I’d be really curious/interested to see a codesign approach to try to mitigate some of these issues, assuming they still are a thing for these guys.
I’ve been following ClearSky Data for a while now, and I have to say that their solution is quite different from CloudArray…or any other storage solution that I’m aware of. They approached it from a totally different angle – ingenious, actually. Their architecture has solved the object storage problems that Ian discussed. From my understanding, ClearSky’s solution was designed from the beginning to address object storage and latency, thinking about each possible problem and solving them along the way. The result – super-fast storage, tiered caches (not just tiered storage, speaking to the speed of accessing the “remote” data), and efficient use of object storage without the churn commonly found in other solutions…distributed and optimized, without multiple copies everywhere.
That doesn’t mean that their storage isn’t enterprise-grade, though. ClearSky’s storage DNA brings all the features you would expect; and for VMware environments, full VAAI and VVOL support. While CloudArray claims that they support “familiar SAN and NAS interfaces”, they’re missing one for critical plug-n-play interoperability in the enterprise – Fibre-channel. Yep, ClearSky’s got that covered, too.

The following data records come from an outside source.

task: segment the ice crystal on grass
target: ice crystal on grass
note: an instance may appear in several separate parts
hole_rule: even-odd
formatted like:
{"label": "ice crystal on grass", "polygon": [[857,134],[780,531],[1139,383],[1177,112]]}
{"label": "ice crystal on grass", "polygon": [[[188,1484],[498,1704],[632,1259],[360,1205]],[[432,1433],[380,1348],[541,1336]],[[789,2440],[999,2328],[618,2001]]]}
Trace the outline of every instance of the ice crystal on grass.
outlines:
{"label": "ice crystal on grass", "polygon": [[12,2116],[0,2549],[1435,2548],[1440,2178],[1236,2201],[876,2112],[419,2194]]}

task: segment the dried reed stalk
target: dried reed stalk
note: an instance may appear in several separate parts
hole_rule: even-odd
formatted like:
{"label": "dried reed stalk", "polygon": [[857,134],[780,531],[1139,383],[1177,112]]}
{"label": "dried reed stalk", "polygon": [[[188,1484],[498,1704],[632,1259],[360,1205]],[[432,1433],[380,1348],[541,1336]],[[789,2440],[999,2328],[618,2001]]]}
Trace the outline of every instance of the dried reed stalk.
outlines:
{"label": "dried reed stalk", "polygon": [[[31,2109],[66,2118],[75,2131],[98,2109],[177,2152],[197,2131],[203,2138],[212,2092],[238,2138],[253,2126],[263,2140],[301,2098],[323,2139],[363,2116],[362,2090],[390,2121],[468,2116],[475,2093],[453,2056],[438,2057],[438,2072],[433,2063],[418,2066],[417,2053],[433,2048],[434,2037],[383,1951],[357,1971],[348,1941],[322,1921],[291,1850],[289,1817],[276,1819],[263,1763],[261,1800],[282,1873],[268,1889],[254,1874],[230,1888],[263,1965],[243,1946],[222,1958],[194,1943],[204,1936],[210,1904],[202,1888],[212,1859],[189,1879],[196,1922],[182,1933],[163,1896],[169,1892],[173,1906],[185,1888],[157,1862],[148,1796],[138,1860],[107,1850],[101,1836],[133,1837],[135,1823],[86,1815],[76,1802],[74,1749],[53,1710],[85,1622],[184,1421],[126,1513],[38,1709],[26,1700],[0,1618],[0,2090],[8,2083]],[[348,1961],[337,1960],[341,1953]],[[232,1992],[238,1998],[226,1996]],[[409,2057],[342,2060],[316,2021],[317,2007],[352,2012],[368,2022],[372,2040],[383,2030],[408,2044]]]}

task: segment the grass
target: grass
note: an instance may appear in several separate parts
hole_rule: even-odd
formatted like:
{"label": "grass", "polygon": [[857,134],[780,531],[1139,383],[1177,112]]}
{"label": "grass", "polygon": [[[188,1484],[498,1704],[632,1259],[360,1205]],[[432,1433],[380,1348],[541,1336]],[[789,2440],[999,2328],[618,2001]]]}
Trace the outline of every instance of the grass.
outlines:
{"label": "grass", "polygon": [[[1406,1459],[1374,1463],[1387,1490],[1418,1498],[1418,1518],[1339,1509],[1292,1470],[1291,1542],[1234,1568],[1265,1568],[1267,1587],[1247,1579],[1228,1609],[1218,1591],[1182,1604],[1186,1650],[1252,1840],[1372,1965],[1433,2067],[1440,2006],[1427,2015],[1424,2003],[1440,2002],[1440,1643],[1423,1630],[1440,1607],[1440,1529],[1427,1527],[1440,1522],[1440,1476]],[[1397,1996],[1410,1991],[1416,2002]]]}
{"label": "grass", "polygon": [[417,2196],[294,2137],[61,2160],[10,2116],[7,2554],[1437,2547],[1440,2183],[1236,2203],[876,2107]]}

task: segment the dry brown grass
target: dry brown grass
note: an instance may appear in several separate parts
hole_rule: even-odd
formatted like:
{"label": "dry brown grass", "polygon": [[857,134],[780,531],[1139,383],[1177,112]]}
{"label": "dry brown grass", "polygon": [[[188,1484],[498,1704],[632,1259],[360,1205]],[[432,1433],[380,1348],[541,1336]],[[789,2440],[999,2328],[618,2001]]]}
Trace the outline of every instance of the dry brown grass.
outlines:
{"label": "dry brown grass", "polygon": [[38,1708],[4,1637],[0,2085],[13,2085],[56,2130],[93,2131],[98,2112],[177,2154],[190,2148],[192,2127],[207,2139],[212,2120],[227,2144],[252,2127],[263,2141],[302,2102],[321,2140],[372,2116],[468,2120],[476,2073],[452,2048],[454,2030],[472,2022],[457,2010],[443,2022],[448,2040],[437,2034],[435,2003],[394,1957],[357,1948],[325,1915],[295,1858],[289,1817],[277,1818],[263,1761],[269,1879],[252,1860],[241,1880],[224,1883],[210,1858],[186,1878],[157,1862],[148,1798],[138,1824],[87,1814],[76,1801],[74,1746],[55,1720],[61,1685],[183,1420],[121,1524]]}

And you can’t beat their price/performance. No hardware investment up-front, and you only pay for storage you actually use…after layers of intelligent dedupe and compression without any performance hit…all fully managed.
So what happens when a read cache miss happens in the middle of a database transaction, and that uncached data is not in the “warm” tier either? Not trying to be snarky but just asking how does the architecture handle that inevitable scenario.
The size of the warm tier makes misses very unlikely on a continuously running application. The warm tier is intended to hold many weeks of ingested data and there are very clear signs that it has grown cold after a while.
Nonetheless, a miss that goes through both tiers will be serviced from the cloud, but over our high speed network. The latency here in the Northeast is 11 ms or less, so its not so bad. In fact, it isn’t noticeable unless there was an explicit management operation to revive a stone cold snapshot from a long time ago.